Die Beschwerdeführerin war im Rahmen eines öffentlich-rechtlichen und somit nach dem ASVG pensionsversicherungsfreien Dienstverhältnisses zum Bund an der Universität Wien beschäftigt. Nachdem sie aus diesem Dienstverhältnis mit Ablauf des 28. Februar 1988 innerhalb von zwei Jahren nach ihrer Eheschließung und der Geburt einer Tochter ausgetreten war, ohne daß ihr ein Anspruch auf einen laufenden Ruhe(Versorgungs)genuß erwachsen und ohne daß ihr ein außerordentlicher Ruhe(Versorgungs)genuß gewährt worden wäre, stellte sie an die Pensionsversicherungsanstalt der Angestellten den Antrag auf bescheidmäßige Feststellung, daß der Bund verpflichtet ist, an die Pensionsversicherungsanstalt der Angestellten gemäß §311 Abs1 ASVG einen Überweisungsbetrag im gesetzlichen Ausmaß zu leisten und daß durch die der Beschwerdeführerin gewährte Abfertigung iS des §26 des Gehaltsgesetzes 1956, BGBl. 54 (im folgenden: GG 1956), keine Versicherungszeiten abgegolten wurden.

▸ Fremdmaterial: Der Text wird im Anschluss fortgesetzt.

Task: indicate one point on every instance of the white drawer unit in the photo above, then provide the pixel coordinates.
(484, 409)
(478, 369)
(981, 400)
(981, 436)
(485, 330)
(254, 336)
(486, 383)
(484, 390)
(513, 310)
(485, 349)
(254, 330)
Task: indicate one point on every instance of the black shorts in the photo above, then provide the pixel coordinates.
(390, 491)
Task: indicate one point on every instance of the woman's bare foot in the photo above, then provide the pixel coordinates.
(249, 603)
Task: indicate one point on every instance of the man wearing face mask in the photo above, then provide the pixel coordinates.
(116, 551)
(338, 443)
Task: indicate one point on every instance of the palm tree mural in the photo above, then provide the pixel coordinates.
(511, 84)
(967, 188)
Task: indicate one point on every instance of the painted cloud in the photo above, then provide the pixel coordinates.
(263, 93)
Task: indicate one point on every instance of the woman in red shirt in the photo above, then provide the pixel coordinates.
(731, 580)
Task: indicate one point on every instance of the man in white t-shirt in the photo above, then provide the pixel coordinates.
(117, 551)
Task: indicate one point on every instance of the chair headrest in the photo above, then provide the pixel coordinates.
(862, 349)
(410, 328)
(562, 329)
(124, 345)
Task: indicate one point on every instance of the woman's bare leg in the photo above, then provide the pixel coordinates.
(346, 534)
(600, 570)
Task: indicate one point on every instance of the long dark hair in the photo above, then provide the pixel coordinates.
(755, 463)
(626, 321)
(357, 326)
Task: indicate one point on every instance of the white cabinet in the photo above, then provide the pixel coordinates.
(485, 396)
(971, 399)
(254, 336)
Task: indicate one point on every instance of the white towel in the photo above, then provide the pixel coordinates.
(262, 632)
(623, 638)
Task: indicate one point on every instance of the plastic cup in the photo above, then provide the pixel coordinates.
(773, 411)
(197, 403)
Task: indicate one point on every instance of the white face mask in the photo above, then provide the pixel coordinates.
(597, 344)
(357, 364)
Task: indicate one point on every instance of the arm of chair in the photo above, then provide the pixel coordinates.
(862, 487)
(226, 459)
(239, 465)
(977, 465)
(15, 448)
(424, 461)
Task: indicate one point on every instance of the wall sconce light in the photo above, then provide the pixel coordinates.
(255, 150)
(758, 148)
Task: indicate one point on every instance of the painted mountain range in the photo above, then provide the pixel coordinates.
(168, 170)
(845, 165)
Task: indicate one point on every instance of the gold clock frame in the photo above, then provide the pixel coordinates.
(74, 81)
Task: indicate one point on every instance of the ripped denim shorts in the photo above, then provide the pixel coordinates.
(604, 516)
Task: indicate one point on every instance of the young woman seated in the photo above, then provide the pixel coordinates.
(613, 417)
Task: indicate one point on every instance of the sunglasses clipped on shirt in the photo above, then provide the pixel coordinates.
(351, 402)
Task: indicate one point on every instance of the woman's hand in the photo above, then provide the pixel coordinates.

Die Pensionsversicherungsanstalt der Angestellten wies diesen Antrag unter Berufung auf §311 Abs3 litb ASVG der Sache nach mit der Begründung ab, daß nach dieser Vorschrift im Falle der Beschwerdeführerin eine Verpflichtung des Dienstgebers zur Leistung eines Überweisungsbetrages nach §311 Abs1 ASVG nicht bestehe, weil der Beschwerdeführerin aus Anlaß ihres freiwilligen Austrittes aus dem Dienstverhältnis eine Abfertigung gewährt worden sei, die um mehr als 20 vH höher gewesen sei als die Summe der vom Dienstgeber an die Pensionsversicherungsanstalt der Angestellten zu leistenden Überweisungsbeträge.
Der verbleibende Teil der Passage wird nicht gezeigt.